Many things contribute to coral bleaching: oil spills, rising ocean temperatures, and salinity changes are all culprits. However, one unexpected factor that is directly linked to coral bleaching is exposure to chemical products often found in personal care products such as sunscreen. These chemicals wash off our bodies when we jump into the ocean covered in sunscreen containing oxybenzone5 and a handful of other chemicals such as avobenzone, octisalate, octinoxate, octocrylene, homosalate. These chemicals often end up on coral reefs- in fact, about 5 tons of sunscreen washes off of our bodies and onto reefs every year6.

are all sunscreens bad for reefs?

Sunscreens containing mineral ingredients such as zinc or titanium oxides are better options than chemical-based sunscreens. Studies are still underway, but they appear to have substantially less impact on coral and other marine life. However, the easiest way to help reduce sunscreen-related bleaching is to use less sunscreen in general! Instead of putting on extra sunscreen, it’s a lot easier to simply wear a hat, put on a shirt, and use sunscreen as your last resort instead of your first option.7

1 “How Coral Reefs Grow | Coral Reef Alliance”. Coral.org.

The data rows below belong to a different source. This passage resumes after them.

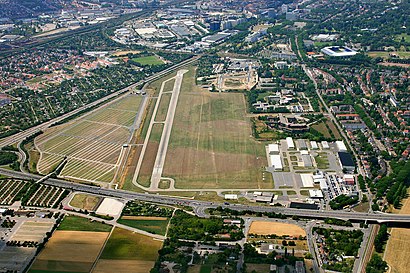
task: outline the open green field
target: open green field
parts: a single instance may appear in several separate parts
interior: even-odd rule
[[[111,226],[100,222],[92,222],[84,217],[69,215],[60,223],[57,230],[109,232]]]
[[[129,230],[115,228],[101,259],[155,261],[162,242]]]
[[[160,234],[165,235],[167,231],[167,220],[128,220],[128,219],[120,219],[118,223],[137,228],[140,230],[144,230],[149,233],[153,234]]]
[[[400,58],[410,58],[410,51],[394,51],[394,52],[388,52],[388,51],[370,51],[367,53],[369,57],[372,58],[383,58],[387,59],[390,57],[391,54],[398,55]]]
[[[35,139],[40,152],[38,171],[46,174],[67,157],[61,177],[91,183],[111,182],[141,102],[142,96],[128,95],[46,130]]]
[[[140,63],[141,65],[160,65],[164,62],[156,55],[138,57],[132,59],[134,62]]]
[[[163,175],[177,188],[271,188],[263,143],[252,138],[240,93],[211,93],[184,74]]]

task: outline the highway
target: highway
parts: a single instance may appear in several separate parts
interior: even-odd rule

2 “What Species Live In And Around Coral Reefs?”. Oceanservice.noaa.gov. 

3“Global Coral Bleaching 2014-2017: Status And An Appeal For Observations”. Coralreefwatch.noaa.gov.

4“Coral Bleaching – GBRMPA”. Gbrmpa.gov.au.

5Downs, C. A. et al. “Toxicopathological Effects Of The Sunscreen UV Filter, Oxybenzone (Benzophenone-3), On Coral Planulae And Cultured Primary Cells And Its Environmental Contamination In Hawaii And The U.S. Virgin Islands”. Archives of Environmental Contamination and Toxicology 70.2 (2015): 265-288.

6Danovaro, Roberto et al. “Sunscreens Cause Coral Bleaching By Promoting Viral Infections”. Environmental Health Perspectives (2008): 441-7.

7Toline, C. Anna. “Protect Yourself, Protect The Reef”. National Park Service.